Politico ha ragione su questo: la rappresentanza degli interessi non può prescindere dall’utilizzo delle nuove tecnologie, dalla potenza comunicativa dei social network alla facilità di consultazione di archivi online, che permettono ricerche rapide e puntuali. Non è difficile catalogare con certezza matematica il numero di interrogazioni parlamentari su un certo tema, la frequenza con cui un parlamentare è stato relatore di provvedimenti legislativi di rilievo, le inclinazioni e le abitudini di voto, il numero di citazioni in discorsi o dichiarazioni a mezzo stampa.
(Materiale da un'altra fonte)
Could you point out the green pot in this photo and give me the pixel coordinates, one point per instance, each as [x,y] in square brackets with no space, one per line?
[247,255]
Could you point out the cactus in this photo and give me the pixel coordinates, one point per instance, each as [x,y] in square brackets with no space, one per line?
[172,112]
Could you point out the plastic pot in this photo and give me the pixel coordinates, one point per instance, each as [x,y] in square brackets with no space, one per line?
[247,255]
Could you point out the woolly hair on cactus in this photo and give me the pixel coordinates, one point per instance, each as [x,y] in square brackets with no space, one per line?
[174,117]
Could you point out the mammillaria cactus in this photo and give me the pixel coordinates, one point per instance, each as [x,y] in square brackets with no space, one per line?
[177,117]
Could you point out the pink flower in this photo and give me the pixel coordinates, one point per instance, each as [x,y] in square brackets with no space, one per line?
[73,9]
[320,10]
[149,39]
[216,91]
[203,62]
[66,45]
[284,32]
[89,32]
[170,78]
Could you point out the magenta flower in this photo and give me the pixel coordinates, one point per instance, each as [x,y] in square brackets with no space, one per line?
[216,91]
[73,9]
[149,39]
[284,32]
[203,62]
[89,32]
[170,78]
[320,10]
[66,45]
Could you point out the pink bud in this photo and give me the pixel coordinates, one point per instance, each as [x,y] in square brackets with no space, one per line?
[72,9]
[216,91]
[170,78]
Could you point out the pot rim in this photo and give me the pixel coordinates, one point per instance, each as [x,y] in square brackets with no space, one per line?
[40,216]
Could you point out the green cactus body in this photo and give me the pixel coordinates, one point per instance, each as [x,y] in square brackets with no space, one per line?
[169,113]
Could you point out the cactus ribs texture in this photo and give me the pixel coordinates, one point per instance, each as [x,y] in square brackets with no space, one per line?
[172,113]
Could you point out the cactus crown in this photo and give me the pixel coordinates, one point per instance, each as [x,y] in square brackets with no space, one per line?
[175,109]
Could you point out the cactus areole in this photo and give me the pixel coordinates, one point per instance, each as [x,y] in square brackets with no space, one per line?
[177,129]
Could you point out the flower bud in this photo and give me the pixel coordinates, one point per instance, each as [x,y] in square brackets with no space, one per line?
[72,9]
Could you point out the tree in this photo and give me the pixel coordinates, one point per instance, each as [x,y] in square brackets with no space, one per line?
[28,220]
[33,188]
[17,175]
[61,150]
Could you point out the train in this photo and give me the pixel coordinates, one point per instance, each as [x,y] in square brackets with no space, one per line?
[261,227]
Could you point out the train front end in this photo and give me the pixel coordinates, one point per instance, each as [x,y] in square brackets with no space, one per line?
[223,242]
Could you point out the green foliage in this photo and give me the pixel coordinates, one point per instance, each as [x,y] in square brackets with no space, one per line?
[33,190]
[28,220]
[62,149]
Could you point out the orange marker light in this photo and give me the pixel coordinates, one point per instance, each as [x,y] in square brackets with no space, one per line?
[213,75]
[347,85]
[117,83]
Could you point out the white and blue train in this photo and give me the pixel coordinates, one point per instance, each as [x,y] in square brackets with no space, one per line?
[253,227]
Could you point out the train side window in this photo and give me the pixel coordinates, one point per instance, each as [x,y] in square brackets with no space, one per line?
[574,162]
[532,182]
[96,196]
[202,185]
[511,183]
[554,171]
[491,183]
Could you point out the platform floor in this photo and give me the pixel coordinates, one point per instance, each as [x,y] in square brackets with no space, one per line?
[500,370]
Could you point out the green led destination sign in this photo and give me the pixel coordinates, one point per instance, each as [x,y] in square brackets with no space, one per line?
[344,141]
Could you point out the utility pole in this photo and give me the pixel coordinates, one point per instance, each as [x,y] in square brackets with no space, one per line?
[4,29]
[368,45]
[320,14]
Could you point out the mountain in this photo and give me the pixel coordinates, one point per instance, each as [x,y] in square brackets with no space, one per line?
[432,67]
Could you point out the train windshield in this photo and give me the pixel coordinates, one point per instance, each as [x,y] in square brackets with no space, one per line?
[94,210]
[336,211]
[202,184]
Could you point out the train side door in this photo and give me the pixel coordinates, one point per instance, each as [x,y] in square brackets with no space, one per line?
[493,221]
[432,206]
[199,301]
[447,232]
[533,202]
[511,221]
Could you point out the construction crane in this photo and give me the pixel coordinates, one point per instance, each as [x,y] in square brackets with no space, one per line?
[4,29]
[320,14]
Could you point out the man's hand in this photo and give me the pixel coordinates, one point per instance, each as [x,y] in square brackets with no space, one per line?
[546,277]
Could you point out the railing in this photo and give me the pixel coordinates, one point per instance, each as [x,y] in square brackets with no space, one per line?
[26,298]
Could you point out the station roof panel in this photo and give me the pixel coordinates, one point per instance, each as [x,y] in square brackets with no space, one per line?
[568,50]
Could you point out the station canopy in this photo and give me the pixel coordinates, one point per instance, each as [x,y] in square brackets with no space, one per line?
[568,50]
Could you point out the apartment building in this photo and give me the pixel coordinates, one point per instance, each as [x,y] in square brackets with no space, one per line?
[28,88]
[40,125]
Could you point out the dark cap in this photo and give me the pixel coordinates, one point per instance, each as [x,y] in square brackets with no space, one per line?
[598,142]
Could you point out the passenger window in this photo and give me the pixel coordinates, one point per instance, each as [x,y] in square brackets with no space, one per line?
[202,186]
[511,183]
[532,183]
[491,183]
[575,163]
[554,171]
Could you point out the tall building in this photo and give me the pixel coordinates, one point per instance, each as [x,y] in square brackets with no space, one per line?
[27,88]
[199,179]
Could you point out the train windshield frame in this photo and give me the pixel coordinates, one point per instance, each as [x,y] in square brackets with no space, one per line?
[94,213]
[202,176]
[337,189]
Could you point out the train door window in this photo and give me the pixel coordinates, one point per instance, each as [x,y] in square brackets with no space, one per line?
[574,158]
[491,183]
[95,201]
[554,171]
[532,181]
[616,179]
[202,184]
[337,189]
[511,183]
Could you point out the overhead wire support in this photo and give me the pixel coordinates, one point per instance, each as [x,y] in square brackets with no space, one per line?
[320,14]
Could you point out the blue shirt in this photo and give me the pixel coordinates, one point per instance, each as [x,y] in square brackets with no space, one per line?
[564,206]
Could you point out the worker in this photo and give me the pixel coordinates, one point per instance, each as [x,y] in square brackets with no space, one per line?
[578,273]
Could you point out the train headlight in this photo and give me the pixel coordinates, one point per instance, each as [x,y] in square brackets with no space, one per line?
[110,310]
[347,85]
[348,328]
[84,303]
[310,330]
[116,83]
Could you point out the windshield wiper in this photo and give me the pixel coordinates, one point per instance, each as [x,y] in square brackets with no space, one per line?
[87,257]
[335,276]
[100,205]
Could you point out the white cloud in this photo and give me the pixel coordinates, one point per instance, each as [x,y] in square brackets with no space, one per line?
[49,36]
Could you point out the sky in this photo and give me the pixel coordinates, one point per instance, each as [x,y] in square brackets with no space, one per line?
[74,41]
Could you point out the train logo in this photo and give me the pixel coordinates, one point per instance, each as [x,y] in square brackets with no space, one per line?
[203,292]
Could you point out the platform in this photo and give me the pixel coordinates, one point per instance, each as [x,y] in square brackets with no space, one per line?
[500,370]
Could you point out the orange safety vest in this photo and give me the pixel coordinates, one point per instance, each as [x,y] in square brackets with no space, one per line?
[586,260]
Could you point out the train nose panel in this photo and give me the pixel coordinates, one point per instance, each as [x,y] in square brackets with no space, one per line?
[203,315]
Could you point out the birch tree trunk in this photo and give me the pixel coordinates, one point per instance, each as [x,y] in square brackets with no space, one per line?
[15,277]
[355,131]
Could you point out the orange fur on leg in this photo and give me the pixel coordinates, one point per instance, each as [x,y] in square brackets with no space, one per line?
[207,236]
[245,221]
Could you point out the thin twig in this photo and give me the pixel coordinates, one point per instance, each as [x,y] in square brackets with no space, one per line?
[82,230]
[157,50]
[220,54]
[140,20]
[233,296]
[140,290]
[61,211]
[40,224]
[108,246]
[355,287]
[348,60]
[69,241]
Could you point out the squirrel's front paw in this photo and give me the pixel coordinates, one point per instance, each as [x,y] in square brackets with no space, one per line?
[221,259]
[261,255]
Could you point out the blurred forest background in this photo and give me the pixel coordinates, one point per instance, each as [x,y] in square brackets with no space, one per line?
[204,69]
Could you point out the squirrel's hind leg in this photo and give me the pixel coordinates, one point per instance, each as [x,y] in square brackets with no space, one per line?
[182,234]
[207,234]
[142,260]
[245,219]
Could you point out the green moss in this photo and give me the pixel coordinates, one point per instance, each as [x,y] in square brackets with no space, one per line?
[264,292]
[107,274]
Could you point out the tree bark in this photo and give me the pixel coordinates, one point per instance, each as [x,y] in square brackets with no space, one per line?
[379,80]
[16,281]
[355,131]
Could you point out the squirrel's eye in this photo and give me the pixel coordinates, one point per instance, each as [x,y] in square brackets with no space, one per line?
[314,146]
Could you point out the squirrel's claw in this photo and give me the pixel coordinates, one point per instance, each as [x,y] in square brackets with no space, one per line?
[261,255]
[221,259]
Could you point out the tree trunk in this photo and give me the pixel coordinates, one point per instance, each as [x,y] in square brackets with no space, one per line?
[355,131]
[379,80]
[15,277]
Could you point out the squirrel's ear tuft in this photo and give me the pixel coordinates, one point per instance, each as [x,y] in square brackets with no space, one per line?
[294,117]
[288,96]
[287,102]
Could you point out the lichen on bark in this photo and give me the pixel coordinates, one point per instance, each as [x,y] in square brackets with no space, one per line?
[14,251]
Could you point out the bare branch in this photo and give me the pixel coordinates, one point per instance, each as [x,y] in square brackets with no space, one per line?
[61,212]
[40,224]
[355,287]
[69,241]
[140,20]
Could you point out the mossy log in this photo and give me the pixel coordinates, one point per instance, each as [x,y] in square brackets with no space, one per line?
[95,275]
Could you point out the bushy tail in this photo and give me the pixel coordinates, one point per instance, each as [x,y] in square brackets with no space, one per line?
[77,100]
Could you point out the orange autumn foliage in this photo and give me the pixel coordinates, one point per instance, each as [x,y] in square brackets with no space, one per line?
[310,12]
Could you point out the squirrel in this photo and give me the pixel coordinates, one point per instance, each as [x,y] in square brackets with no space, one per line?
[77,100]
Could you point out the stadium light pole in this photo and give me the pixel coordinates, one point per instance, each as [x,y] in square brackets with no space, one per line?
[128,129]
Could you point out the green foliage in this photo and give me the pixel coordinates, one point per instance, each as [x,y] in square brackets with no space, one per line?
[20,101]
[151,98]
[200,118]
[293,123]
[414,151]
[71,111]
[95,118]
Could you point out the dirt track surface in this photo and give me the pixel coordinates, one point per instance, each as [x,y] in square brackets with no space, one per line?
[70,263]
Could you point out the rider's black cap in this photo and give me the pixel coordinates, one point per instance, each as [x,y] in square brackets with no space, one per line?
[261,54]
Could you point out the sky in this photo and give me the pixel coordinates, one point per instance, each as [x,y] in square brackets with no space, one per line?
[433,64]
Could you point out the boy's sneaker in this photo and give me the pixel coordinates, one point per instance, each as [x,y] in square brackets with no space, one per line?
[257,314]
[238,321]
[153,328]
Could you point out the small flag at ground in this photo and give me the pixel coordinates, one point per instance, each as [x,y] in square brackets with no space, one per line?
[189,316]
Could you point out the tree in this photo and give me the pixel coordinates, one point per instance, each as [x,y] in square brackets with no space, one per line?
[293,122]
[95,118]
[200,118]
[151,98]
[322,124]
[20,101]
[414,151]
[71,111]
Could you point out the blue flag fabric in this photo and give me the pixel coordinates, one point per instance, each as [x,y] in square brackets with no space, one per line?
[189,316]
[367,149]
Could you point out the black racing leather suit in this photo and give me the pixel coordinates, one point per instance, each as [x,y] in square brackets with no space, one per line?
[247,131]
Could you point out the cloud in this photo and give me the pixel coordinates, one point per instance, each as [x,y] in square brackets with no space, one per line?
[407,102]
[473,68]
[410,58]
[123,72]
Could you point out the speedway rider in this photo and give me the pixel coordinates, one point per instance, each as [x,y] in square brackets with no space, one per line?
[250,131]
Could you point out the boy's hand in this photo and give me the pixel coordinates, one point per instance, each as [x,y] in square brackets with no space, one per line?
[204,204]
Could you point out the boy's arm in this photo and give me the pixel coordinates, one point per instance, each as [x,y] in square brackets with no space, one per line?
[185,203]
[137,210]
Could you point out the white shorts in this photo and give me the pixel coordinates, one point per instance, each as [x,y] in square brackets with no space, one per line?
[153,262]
Ma come si coniuga un semplice numero con la vera analisi a tutto tondo di un decisore pubblico con cui si vuole avviare un’interlocuzione? La sua storia, le motivazioni che hanno caratterizzato il suo impegno in politica, i “compagni di viaggio” che hanno condiviso parti importanti della sua carriera, i rapporti di fiducia che ha intessuto negli anni e lo “stile” che apprezza maggiormente in chi si approccia a lui.

QUEL CAPITALE UMANO NON SOSTITUIBILE. Non si tratta di inutili finezze o di esagerati sforzi di introspezione psicologica, quanto di un bagaglio di soft skill molto complesse che si costruisce con il tempo lavorando in contesti diversi e imparando costantemente, senza lasciare che la curiosità diventi consuetudine e ripetizione di vecchi schemi. Ben venga, dunque, l’apporto che software e piattaforme possono garantire al nostro lavoro, ma senza sacrificare sull’altare di una precisione analitica non richiesta quel “fiuto” che rende davvero indispensabile (e credibile) un buon professionista.